Book Review: The Mechanist by Erik Robert Nelson

Steam Punk is okay, I love Film Noir, but it doesn’t matter, the only thing I truly care about when I read a novel is if it’s well written, and by that I don’t mean literary (some of the worst books I’ve read lately fall under the header “Literary Fiction”.) By well written I of course mean that the author has a command of the English language and is either a good editor or has a good editor, but that’s like saying a beautiful person worth knowing has a healthy and well-groomed body–what it’s really about is the book’s soul, as expressed through its voice and the characters we live with and through while we’re reading it. This book has a soul.

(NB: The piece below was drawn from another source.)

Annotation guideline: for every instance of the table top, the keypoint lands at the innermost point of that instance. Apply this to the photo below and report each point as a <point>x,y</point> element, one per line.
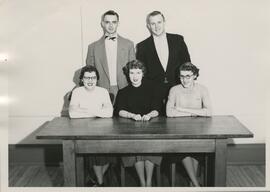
<point>156,128</point>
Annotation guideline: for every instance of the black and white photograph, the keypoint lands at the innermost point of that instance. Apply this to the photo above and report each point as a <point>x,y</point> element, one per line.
<point>134,95</point>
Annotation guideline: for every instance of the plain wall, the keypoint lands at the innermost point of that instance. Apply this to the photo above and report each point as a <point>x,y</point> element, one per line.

I was astonished by the psychological depth expressed in the author’s portrayal of different points of view, how effortlessly he juggled them, so believably, without once going too far and stalling the pace of the story. This was a page turner from start to finish and yet it was substantial. We experience everything Essie does, really experience it, moment by moment, believably; I never once got the feeling the author was looking down on his characters and describing action from a bird’s eye view, the mark of bad writers in all genres–he was inside the heart, soul and mind of all his characters, he was really living what they did, and as a result, so does the reader.

I find myself hoping this story might go on… The only minor critcism I have is that there were too many “he said” and “she said” inserted in the dialogue where it really wasn’t necessary and which ruined the otherwise perfect, masterful flow of the conversations. But so what, who cares. If the author is this good already, I’m really looking forward to whatever he writes in the future. A great read.